Methods 52 patients with probable AD (National Institute on Aging-Alzheimer's Association) underwent [11C]Pittsburgh compound B (PIB) and [18F]fluorodeoxyglucose (FDG) positron emission tomography (PET) scans. All patients had positive PIB-PET scans. 23 were ApoE4 positive (ApoE4+) (14 heterozygous and 9 homozygous) and 29 were ApoE4 negative (ApoE4−). Groups consisted of language-variant AD, visual-variant AD and AD patients with amnestic and dysexecutive deficits. 52 healthy controls were included for comparison. FDG and PIB uptake was compared between groups on a voxel-wise basis and in regions of interest.
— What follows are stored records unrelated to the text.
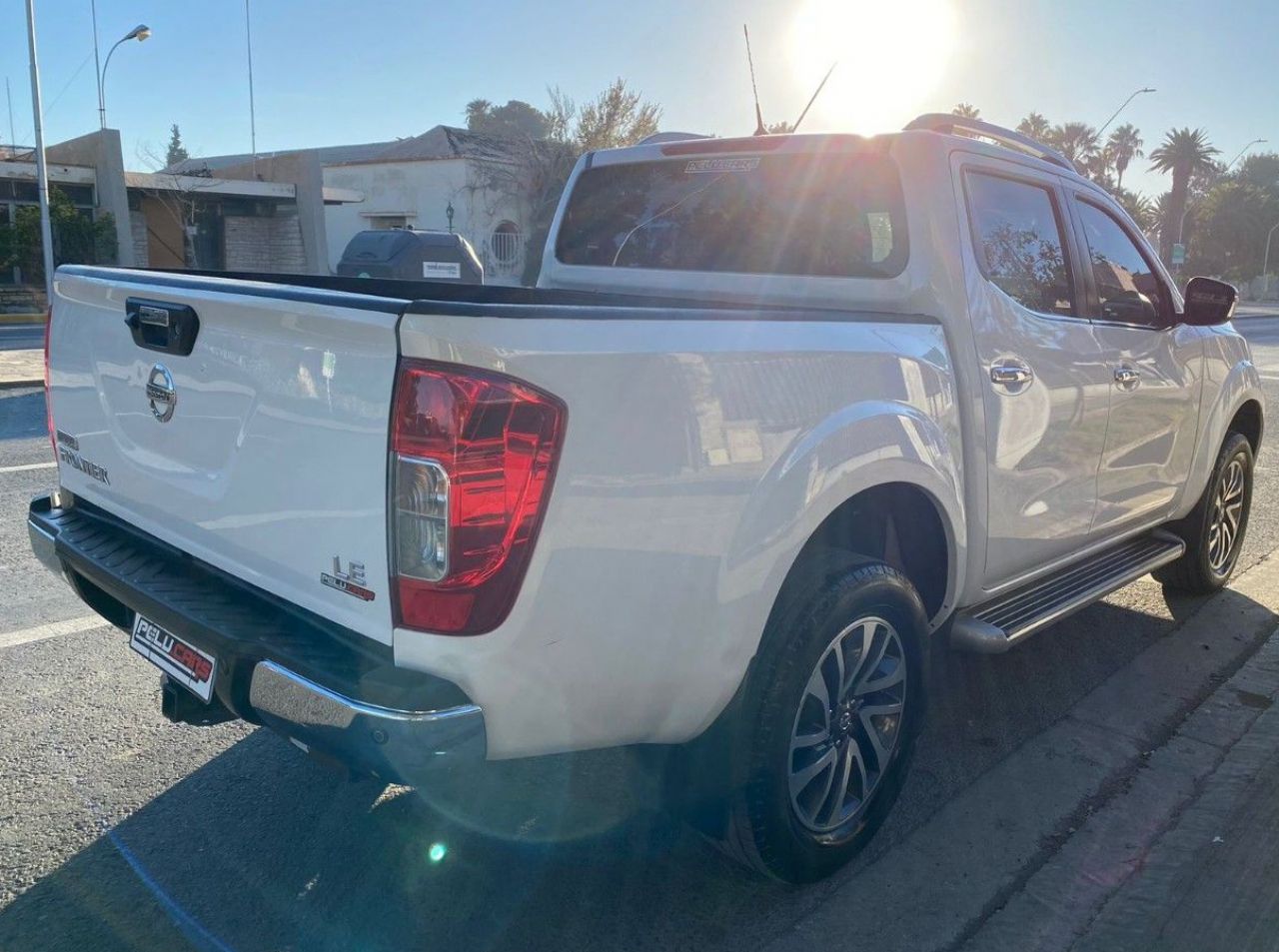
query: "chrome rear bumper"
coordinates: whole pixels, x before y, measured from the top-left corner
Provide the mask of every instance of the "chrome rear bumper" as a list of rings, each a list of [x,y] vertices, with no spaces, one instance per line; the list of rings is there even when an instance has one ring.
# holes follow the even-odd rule
[[[413,783],[440,758],[485,756],[483,712],[475,704],[396,710],[347,698],[274,661],[253,667],[249,704],[262,722],[306,750]]]
[[[336,630],[72,502],[32,500],[36,557],[119,627],[128,630],[137,612],[212,656],[214,707],[228,717],[260,721],[308,753],[391,782],[418,783],[446,762],[485,759],[483,712],[455,685],[396,668],[389,645]],[[180,696],[171,719],[226,719]]]

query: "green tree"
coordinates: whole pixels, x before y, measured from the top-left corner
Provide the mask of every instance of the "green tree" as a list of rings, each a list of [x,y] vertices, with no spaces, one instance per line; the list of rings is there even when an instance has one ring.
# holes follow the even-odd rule
[[[620,77],[577,114],[573,139],[582,152],[633,146],[657,132],[661,107],[627,88]]]
[[[546,109],[537,110],[545,123],[545,134],[524,134],[519,137],[518,148],[476,164],[478,185],[519,202],[527,211],[526,284],[532,284],[541,270],[550,222],[578,156],[600,148],[633,146],[657,132],[661,119],[661,106],[629,89],[620,78],[582,107],[559,87],[546,93],[550,102]],[[471,123],[475,116],[480,130],[489,132],[482,124],[500,109],[505,107],[495,110],[487,100],[472,100],[466,107],[467,127],[476,128]]]
[[[466,109],[467,129],[508,139],[545,139],[550,135],[546,114],[523,100],[494,106],[489,100],[471,100]]]
[[[115,217],[110,212],[95,220],[55,185],[49,189],[49,219],[54,233],[55,265],[115,263],[119,248]],[[0,229],[0,267],[12,268],[15,265],[29,284],[45,280],[38,206],[19,206],[13,227]]]
[[[184,162],[191,158],[187,152],[187,147],[182,144],[182,133],[178,130],[178,124],[174,123],[169,127],[169,148],[165,152],[164,166],[165,169],[171,169],[178,165],[178,162]]]
[[[1182,240],[1191,179],[1211,174],[1212,156],[1219,153],[1220,150],[1209,143],[1207,134],[1202,129],[1189,127],[1170,129],[1159,147],[1150,153],[1152,171],[1173,175],[1166,217],[1159,227],[1159,253],[1165,261],[1172,256],[1173,244]]]
[[[1118,188],[1123,188],[1123,174],[1128,164],[1133,158],[1141,158],[1146,155],[1141,151],[1142,144],[1137,127],[1131,123],[1118,127],[1106,139],[1106,150],[1115,166],[1115,185]]]

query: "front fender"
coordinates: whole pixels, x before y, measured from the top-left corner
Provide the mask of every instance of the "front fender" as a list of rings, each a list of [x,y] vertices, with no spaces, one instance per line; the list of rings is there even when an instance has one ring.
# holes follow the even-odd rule
[[[1209,337],[1204,355],[1200,436],[1182,497],[1173,512],[1174,519],[1188,515],[1204,495],[1230,420],[1250,400],[1255,400],[1264,413],[1265,394],[1261,388],[1261,377],[1252,363],[1247,344],[1234,332]],[[1262,426],[1264,420],[1262,415]]]

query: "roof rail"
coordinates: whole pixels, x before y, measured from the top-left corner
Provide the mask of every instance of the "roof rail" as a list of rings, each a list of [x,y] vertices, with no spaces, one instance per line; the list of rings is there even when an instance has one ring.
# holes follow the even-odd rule
[[[1071,171],[1078,171],[1074,167],[1074,162],[1063,156],[1055,148],[1049,148],[1042,142],[1036,142],[1030,135],[1022,135],[1019,132],[1005,129],[1004,127],[995,125],[994,123],[984,123],[981,119],[967,119],[964,116],[957,116],[952,112],[925,112],[922,116],[907,123],[906,129],[923,129],[926,132],[948,134],[963,130],[980,135],[984,139],[998,142],[1000,146],[1014,150],[1016,152],[1042,158],[1046,162],[1059,165],[1063,169],[1069,169]]]

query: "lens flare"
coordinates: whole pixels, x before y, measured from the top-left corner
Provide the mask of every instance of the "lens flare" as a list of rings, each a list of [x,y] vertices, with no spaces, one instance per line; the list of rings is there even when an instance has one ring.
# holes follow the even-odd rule
[[[936,91],[957,32],[952,0],[808,0],[790,32],[802,101],[839,65],[802,132],[900,129]]]

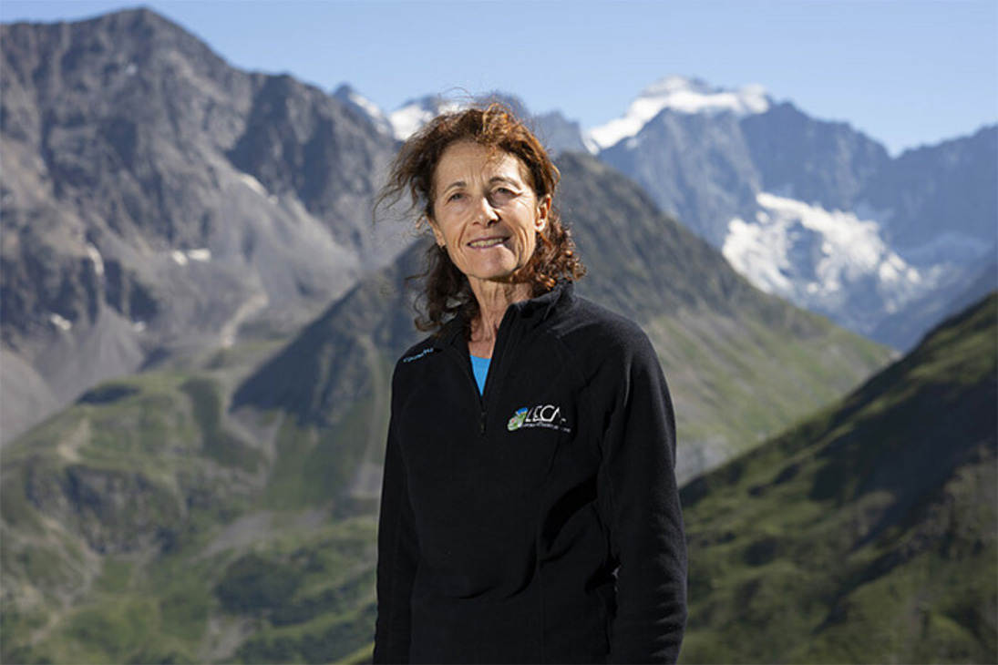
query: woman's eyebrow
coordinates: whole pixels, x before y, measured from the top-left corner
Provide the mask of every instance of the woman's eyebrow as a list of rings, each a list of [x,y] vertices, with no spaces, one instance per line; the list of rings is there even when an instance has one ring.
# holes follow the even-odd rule
[[[451,182],[450,184],[448,184],[447,186],[445,186],[440,191],[444,192],[444,191],[447,191],[448,189],[453,189],[454,187],[465,187],[467,185],[468,185],[468,183],[465,182],[464,180],[454,180],[453,182]]]
[[[516,185],[520,184],[519,180],[514,179],[512,177],[507,177],[506,175],[493,175],[491,178],[489,178],[489,184],[493,184],[495,182],[506,182],[507,184],[516,184]]]

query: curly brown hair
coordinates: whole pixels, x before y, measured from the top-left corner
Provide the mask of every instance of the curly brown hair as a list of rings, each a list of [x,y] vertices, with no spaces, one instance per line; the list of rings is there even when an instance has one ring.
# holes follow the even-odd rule
[[[426,228],[433,217],[433,177],[437,165],[444,151],[461,141],[516,157],[526,167],[529,184],[538,199],[547,195],[554,199],[561,177],[557,166],[526,124],[509,107],[494,102],[441,114],[409,138],[391,164],[376,207],[397,202],[408,192],[410,211],[419,212],[416,226]],[[585,272],[572,234],[552,205],[534,253],[518,271],[517,279],[529,283],[532,296],[536,297],[553,289],[559,280],[575,281]],[[422,283],[417,298],[419,315],[415,319],[419,330],[438,333],[458,314],[468,324],[478,317],[478,301],[468,278],[450,260],[445,248],[431,244],[426,251],[424,271],[410,279]]]

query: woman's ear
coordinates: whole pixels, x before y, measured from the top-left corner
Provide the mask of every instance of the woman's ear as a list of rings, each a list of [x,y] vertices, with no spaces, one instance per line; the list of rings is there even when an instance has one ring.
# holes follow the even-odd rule
[[[537,232],[540,233],[548,226],[548,215],[551,214],[551,194],[545,194],[537,202],[537,219],[534,220],[534,225],[537,227]]]

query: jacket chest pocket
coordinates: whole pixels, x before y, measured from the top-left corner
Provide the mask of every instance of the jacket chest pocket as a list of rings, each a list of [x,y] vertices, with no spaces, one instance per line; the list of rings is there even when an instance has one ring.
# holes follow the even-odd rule
[[[545,483],[559,447],[569,445],[574,434],[573,414],[560,404],[538,402],[492,415],[489,423],[483,472],[508,482],[511,488],[528,489]]]

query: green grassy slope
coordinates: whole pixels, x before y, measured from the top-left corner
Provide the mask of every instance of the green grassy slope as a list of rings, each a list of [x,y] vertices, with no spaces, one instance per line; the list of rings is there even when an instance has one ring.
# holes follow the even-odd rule
[[[684,662],[998,660],[996,317],[684,489]]]
[[[251,430],[227,414],[232,368],[212,365],[105,384],[4,449],[0,661],[362,655],[376,499],[354,487],[367,446],[354,431],[366,414],[322,437]]]

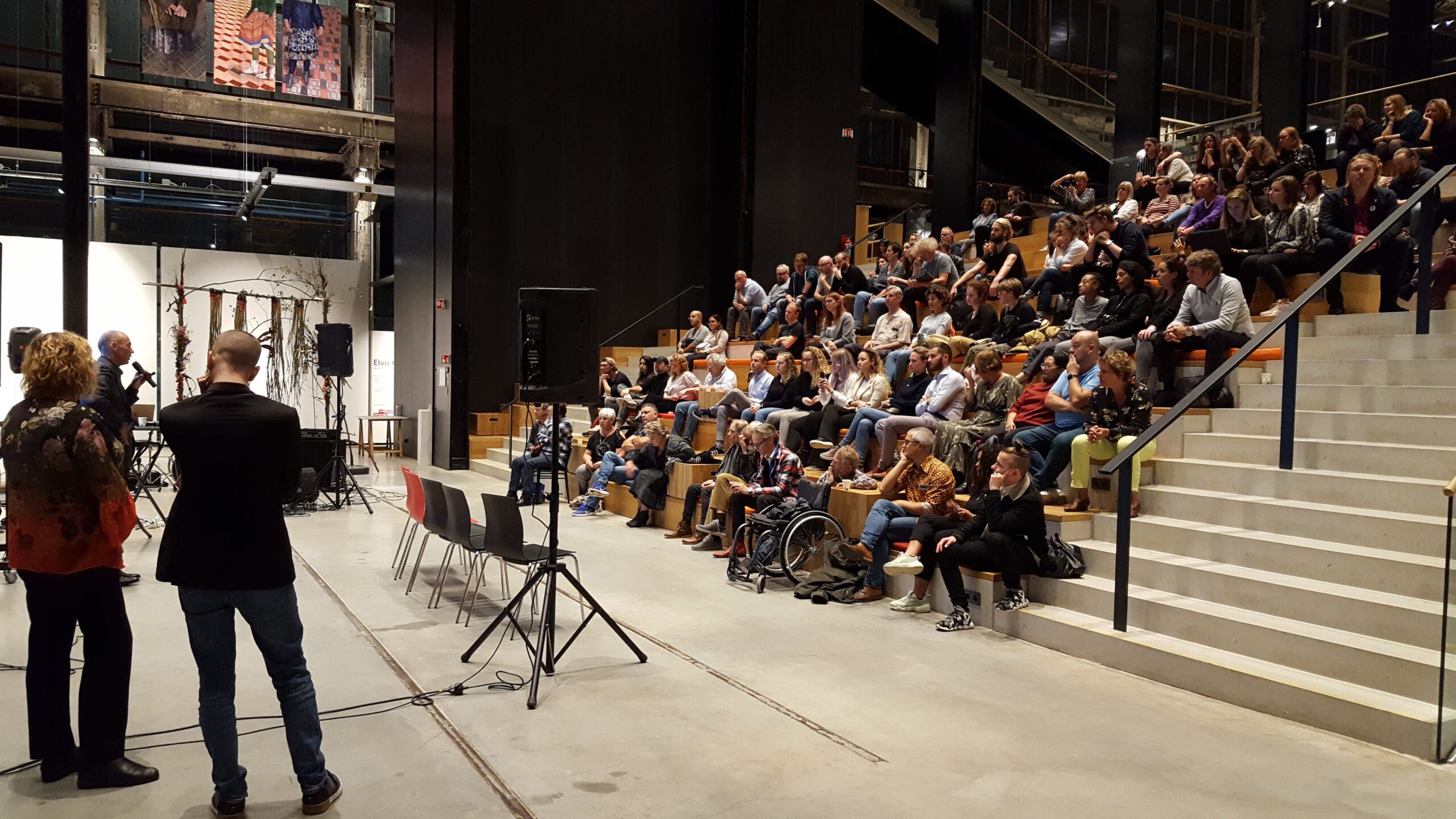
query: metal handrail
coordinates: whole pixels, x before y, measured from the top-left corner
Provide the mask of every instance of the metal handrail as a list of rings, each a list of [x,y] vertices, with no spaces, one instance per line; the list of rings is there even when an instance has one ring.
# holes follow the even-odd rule
[[[683,296],[684,296],[684,294],[686,294],[686,293],[687,293],[689,290],[706,290],[706,286],[703,286],[703,284],[692,284],[692,286],[689,286],[689,287],[684,287],[684,289],[683,289],[683,290],[680,290],[680,291],[678,291],[678,293],[677,293],[676,296],[670,296],[670,297],[667,299],[667,302],[662,302],[661,305],[658,305],[658,306],[652,307],[651,310],[648,310],[648,312],[642,313],[642,318],[639,318],[638,321],[635,321],[635,322],[629,324],[628,326],[625,326],[625,328],[619,329],[619,331],[616,332],[616,335],[613,335],[612,338],[609,338],[609,340],[603,341],[601,344],[597,344],[597,347],[606,347],[607,344],[612,344],[612,342],[613,342],[613,341],[616,341],[616,340],[617,340],[617,338],[619,338],[619,337],[620,337],[620,335],[622,335],[623,332],[626,332],[626,331],[629,331],[629,329],[635,328],[636,325],[639,325],[639,324],[645,322],[646,319],[649,319],[649,318],[652,318],[654,315],[657,315],[657,312],[658,312],[658,310],[661,310],[662,307],[665,307],[665,306],[671,305],[673,302],[676,302],[676,300],[681,299],[681,297],[683,297]]]
[[[1098,99],[1101,99],[1101,101],[1102,101],[1104,103],[1107,103],[1107,105],[1105,105],[1107,108],[1117,108],[1117,103],[1114,103],[1114,102],[1112,102],[1111,99],[1108,99],[1107,96],[1104,96],[1104,95],[1102,95],[1102,92],[1099,92],[1099,90],[1096,90],[1095,87],[1089,86],[1086,80],[1083,80],[1082,77],[1079,77],[1079,76],[1076,76],[1076,74],[1075,74],[1073,71],[1070,71],[1070,70],[1069,70],[1069,68],[1067,68],[1066,66],[1063,66],[1063,64],[1061,64],[1061,63],[1060,63],[1060,61],[1059,61],[1059,60],[1057,60],[1056,57],[1053,57],[1051,54],[1047,54],[1045,51],[1042,51],[1042,50],[1037,48],[1037,47],[1035,47],[1035,45],[1034,45],[1034,44],[1032,44],[1031,41],[1028,41],[1026,38],[1024,38],[1024,36],[1021,36],[1019,34],[1016,34],[1015,31],[1012,31],[1012,29],[1010,29],[1010,26],[1008,26],[1006,23],[1003,23],[1003,22],[997,20],[997,19],[996,19],[996,17],[994,17],[994,16],[993,16],[993,15],[992,15],[990,12],[984,12],[984,15],[986,15],[986,19],[987,19],[987,20],[990,20],[990,22],[993,22],[993,23],[996,23],[996,25],[999,25],[1000,28],[1006,29],[1006,34],[1009,34],[1009,35],[1015,36],[1016,39],[1022,41],[1022,42],[1024,42],[1024,44],[1026,45],[1026,48],[1029,48],[1031,51],[1034,51],[1034,52],[1035,52],[1037,55],[1040,55],[1040,57],[1041,57],[1042,60],[1045,60],[1045,61],[1051,63],[1051,64],[1053,64],[1053,66],[1056,66],[1057,68],[1061,68],[1061,71],[1063,71],[1064,74],[1067,74],[1067,76],[1069,76],[1069,77],[1072,77],[1073,80],[1076,80],[1076,82],[1082,83],[1082,86],[1083,86],[1083,87],[1086,87],[1086,89],[1088,89],[1089,92],[1095,93],[1095,95],[1098,96]],[[1077,102],[1077,101],[1073,101],[1073,102]]]
[[[1385,222],[1377,224],[1370,230],[1372,236],[1383,236],[1386,230],[1399,224],[1406,213],[1412,207],[1420,204],[1427,195],[1436,191],[1436,200],[1430,203],[1431,207],[1425,207],[1421,211],[1421,224],[1415,226],[1417,239],[1420,242],[1420,278],[1417,286],[1417,310],[1415,310],[1415,332],[1417,335],[1425,335],[1431,329],[1431,233],[1434,233],[1436,226],[1436,203],[1440,198],[1439,185],[1444,181],[1453,171],[1456,165],[1447,165],[1436,172],[1430,179],[1425,181],[1408,200],[1405,200],[1399,207],[1390,211],[1390,216],[1385,217]],[[1114,595],[1112,595],[1112,628],[1117,631],[1127,631],[1127,573],[1128,563],[1131,560],[1130,551],[1130,519],[1131,519],[1131,495],[1133,495],[1133,469],[1131,461],[1142,452],[1143,447],[1149,444],[1153,439],[1163,433],[1169,426],[1174,424],[1190,407],[1204,395],[1207,395],[1213,385],[1222,385],[1223,379],[1233,372],[1235,367],[1248,360],[1255,350],[1262,347],[1265,341],[1270,340],[1278,329],[1284,329],[1284,372],[1283,372],[1283,410],[1280,414],[1280,469],[1294,468],[1294,395],[1299,386],[1299,313],[1313,299],[1321,293],[1326,284],[1329,284],[1337,275],[1344,273],[1344,270],[1358,256],[1366,252],[1364,243],[1357,245],[1345,252],[1329,270],[1326,270],[1319,280],[1305,289],[1289,307],[1284,309],[1278,316],[1270,321],[1262,331],[1257,332],[1239,351],[1230,357],[1224,358],[1213,373],[1206,376],[1198,386],[1182,396],[1178,404],[1171,407],[1168,412],[1153,421],[1143,434],[1127,444],[1121,452],[1117,453],[1111,461],[1102,465],[1098,472],[1102,475],[1111,475],[1120,472],[1118,475],[1118,516],[1117,516],[1117,564],[1115,564],[1115,580],[1114,580]]]

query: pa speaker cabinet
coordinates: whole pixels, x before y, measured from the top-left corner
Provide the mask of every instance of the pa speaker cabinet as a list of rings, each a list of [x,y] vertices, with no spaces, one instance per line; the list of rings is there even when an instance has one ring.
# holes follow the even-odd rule
[[[588,404],[597,398],[597,291],[523,287],[521,399]]]

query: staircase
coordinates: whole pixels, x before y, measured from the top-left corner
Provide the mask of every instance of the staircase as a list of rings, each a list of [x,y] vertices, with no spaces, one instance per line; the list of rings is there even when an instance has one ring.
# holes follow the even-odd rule
[[[1281,361],[1273,383],[1241,385],[1239,408],[1184,417],[1194,431],[1156,461],[1131,522],[1127,632],[1109,619],[1111,514],[1079,541],[1086,576],[1035,579],[1035,603],[997,630],[1434,758],[1456,310],[1412,328],[1409,313],[1315,321],[1293,471],[1277,468]]]

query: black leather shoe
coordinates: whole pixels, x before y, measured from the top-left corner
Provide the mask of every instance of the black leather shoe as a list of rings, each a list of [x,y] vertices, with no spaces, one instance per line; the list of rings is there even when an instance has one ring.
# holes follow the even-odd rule
[[[55,756],[48,759],[41,759],[41,781],[42,783],[58,783],[66,777],[70,777],[77,769],[76,752],[71,751],[64,756]]]
[[[125,756],[102,762],[100,765],[86,765],[76,777],[76,787],[90,788],[130,788],[157,781],[156,768],[138,765]]]

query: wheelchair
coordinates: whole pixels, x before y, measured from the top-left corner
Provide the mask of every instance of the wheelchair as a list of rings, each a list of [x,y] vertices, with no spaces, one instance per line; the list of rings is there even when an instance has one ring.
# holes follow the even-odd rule
[[[804,579],[804,565],[811,557],[824,557],[824,545],[844,539],[844,529],[828,513],[828,487],[802,484],[799,498],[805,501],[791,517],[772,517],[761,512],[747,516],[734,532],[728,551],[728,580],[753,584],[761,595],[770,579],[795,584]],[[772,551],[760,549],[764,536],[773,536]],[[743,539],[744,557],[731,544]],[[766,554],[759,554],[766,551]]]

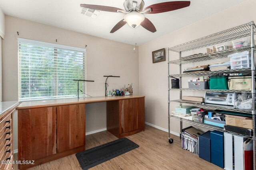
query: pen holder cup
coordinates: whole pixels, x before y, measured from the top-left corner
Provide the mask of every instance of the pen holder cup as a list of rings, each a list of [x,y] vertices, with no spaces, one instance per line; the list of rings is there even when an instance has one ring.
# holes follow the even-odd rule
[[[175,77],[174,77],[174,78],[171,80],[172,88],[180,88],[180,79],[176,78]]]

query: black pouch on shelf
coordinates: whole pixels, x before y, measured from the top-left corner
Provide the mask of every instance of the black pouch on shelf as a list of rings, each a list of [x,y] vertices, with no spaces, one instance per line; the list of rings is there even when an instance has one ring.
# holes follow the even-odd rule
[[[175,78],[174,77],[171,77],[174,78],[171,80],[172,82],[172,88],[180,88],[180,79]]]

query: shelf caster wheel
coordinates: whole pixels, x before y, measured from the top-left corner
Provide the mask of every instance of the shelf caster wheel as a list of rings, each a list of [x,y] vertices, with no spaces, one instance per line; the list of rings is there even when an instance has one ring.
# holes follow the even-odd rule
[[[173,143],[173,139],[172,138],[169,139],[168,141],[170,143]]]

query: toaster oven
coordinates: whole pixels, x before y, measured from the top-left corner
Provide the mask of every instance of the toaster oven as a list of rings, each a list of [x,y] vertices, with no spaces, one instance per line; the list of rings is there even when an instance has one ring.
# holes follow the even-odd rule
[[[206,104],[220,104],[235,106],[235,101],[239,93],[206,92],[204,102]]]

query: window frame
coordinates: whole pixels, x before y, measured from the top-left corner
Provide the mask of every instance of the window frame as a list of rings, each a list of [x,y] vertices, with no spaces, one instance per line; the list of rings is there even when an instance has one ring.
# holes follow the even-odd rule
[[[70,50],[72,51],[77,51],[83,53],[84,54],[83,55],[84,60],[83,60],[83,70],[84,72],[83,74],[83,77],[84,79],[86,79],[86,51],[85,49],[68,46],[64,45],[62,45],[60,44],[50,43],[45,42],[43,41],[40,41],[36,40],[33,40],[29,39],[26,39],[22,38],[18,38],[18,98],[19,100],[20,101],[35,101],[35,100],[56,100],[56,99],[65,99],[65,98],[76,98],[77,97],[77,94],[76,96],[74,96],[73,95],[70,95],[70,96],[69,96],[68,95],[66,96],[58,96],[57,95],[57,93],[58,93],[58,72],[56,71],[58,70],[58,67],[54,66],[53,67],[54,68],[54,95],[52,98],[49,97],[49,96],[46,96],[46,97],[32,97],[32,98],[21,98],[21,66],[20,66],[20,44],[21,43],[25,43],[25,44],[31,44],[32,45],[37,45],[39,46],[42,46],[44,47],[50,47],[54,49],[54,51],[55,50],[57,51],[58,49],[61,49],[63,50]],[[58,59],[58,55],[54,55],[54,59]],[[56,57],[55,57],[56,56]],[[80,97],[86,97],[86,95],[84,94],[87,93],[87,83],[86,82],[82,82],[83,83],[83,88],[82,89],[83,92],[84,94],[79,94]],[[57,87],[57,88],[56,87]],[[58,97],[59,96],[59,97]],[[62,97],[62,96],[63,96]]]

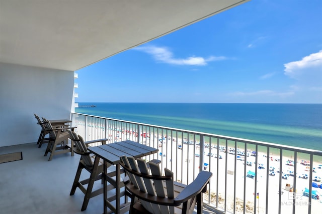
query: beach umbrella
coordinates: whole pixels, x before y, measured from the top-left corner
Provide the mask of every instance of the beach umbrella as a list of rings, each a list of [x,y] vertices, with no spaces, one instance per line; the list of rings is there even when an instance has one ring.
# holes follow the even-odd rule
[[[313,187],[318,187],[318,185],[317,184],[317,183],[314,183],[314,182],[312,182],[312,186],[313,186]]]

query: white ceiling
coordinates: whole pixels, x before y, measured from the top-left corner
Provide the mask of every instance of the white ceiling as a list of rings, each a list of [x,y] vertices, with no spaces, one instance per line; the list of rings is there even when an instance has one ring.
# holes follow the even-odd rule
[[[0,62],[74,71],[249,0],[0,0]]]

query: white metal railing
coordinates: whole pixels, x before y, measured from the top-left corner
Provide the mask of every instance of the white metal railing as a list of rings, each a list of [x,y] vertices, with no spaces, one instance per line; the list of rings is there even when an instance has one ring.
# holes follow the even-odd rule
[[[71,120],[86,141],[128,139],[158,148],[146,159],[161,160],[162,168],[183,183],[210,171],[204,201],[216,213],[311,213],[322,208],[322,199],[316,199],[322,188],[312,186],[321,184],[313,180],[322,175],[321,151],[79,113],[72,113]]]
Results While PIB patterns were diffuse in both patient groups, ApoE4− patients showed higher PIB uptake than ApoE4+ patients across the cortex. Higher PIB uptake in ApoE4− patients was particularly significant in right lateral frontotemporal regions. In contrast, similar patterns of hypometabolism relative to controls were found in both patient groups, mainly involving lateral temporoparietal cortex, precuneus, posterior cingulate cortex and middle frontal gyrus. Comparing patient groups, ApoE4+ subjects showed greater hypometabolism in bilateral medial temporal and right lateral temporal regions, and ApoE4− patients showed greater hypometabolism in cortical areas, including supplementary motor cortex and superior frontal gyrus.

Conclusions ApoE4+ AD patients showed lower global amyloid burden and greater medial temporal hypometabolism compared with matched ApoE4− patients. These findings suggest that ApoE4 may increase susceptibility to molecular pathology and modulate the anatomic pattern of neurodegeneration in AD.